Personal information
- Full name: Mortimer Granville Tollemache
- Born: 12 April 1872 Westminster, London, England
- Died: 27 March 1950 (aged 77) Sudbury, Suffolk, England
- Batting: Right-handed
- Relations: Lord Garlies (uncle) John Head (brother-in-law)

Domestic team information
- 1891–1893: Cambridge University

Career statistics
| Competition | First-class |
| Matches | 9 |
| Runs scored | 151 |
| Batting average | 10.06 |
| 100s/50s | –/– |
| Top score | 28 |
| Catches/stumpings | 10/– |
- Source: Cricinfo, 26 January 2023

= Mortimer Tollemache =

English cricketer

Mortimer Granville Tollemache (12 April 1872 – 27 March 1950) was an English cricketer who played first-class cricket in nine matches for Cambridge University between 1891 and 1893. He was born at Westminster, London and died at Sudbury, Suffolk.

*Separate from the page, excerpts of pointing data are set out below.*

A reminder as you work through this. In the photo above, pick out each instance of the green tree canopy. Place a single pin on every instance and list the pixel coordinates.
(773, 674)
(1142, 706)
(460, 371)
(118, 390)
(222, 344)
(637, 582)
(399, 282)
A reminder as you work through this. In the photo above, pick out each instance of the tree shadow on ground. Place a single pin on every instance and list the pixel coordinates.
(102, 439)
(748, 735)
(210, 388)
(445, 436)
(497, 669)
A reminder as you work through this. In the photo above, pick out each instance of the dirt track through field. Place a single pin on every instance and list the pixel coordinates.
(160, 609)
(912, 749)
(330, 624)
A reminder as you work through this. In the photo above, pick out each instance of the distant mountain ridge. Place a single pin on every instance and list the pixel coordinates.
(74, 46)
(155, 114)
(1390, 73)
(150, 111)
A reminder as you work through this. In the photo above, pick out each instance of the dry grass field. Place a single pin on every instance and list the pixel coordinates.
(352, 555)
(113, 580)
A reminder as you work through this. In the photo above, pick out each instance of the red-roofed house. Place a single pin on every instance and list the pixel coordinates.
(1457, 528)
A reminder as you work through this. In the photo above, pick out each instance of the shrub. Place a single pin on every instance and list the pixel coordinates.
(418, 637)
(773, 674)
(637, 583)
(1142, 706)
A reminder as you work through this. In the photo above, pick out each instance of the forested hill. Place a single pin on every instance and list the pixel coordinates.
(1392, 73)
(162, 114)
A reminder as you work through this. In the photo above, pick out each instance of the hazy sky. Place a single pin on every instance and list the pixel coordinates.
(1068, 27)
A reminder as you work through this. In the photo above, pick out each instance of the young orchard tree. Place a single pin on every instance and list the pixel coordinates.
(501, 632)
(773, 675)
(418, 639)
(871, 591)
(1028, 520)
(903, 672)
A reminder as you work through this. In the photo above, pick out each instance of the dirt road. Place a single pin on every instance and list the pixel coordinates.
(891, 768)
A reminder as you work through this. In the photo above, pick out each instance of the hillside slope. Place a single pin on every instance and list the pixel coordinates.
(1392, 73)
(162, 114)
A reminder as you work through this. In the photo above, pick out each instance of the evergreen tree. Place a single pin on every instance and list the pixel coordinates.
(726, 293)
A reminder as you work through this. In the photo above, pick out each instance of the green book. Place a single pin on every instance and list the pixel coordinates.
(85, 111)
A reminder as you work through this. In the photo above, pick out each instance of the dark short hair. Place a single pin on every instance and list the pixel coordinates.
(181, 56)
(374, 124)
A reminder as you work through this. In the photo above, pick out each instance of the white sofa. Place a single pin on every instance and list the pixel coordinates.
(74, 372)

Tollemache was the eleventh son of John Tollemache, 1st Baron Tollemache and one of 14 children. He was educated at Eton College and at Trinity College, Cambridge, though the directory of Cambridge University alumni does not state that he emerged with a degree. As a cricketer, he played as a right-handed middle-order batsman and appeared three times in the Eton v Harrow match. At Cambridge, he was played in early season matches across all three years from 1891 to 1893, but failed to make much impact, and was not awarded a Blue in any of the seasons. His best score in his nine games was 28, made in the second innings of his second game in 1891, a match between the Cambridge eleven and a scratch side raised by A. J. Webbe.

Tollemache became a banker, based at Bury St Edmunds in Suffolk. In the First World War, he served as a captain in the Suffolk Regiment's Territorial Force and was mentioned in dispatches.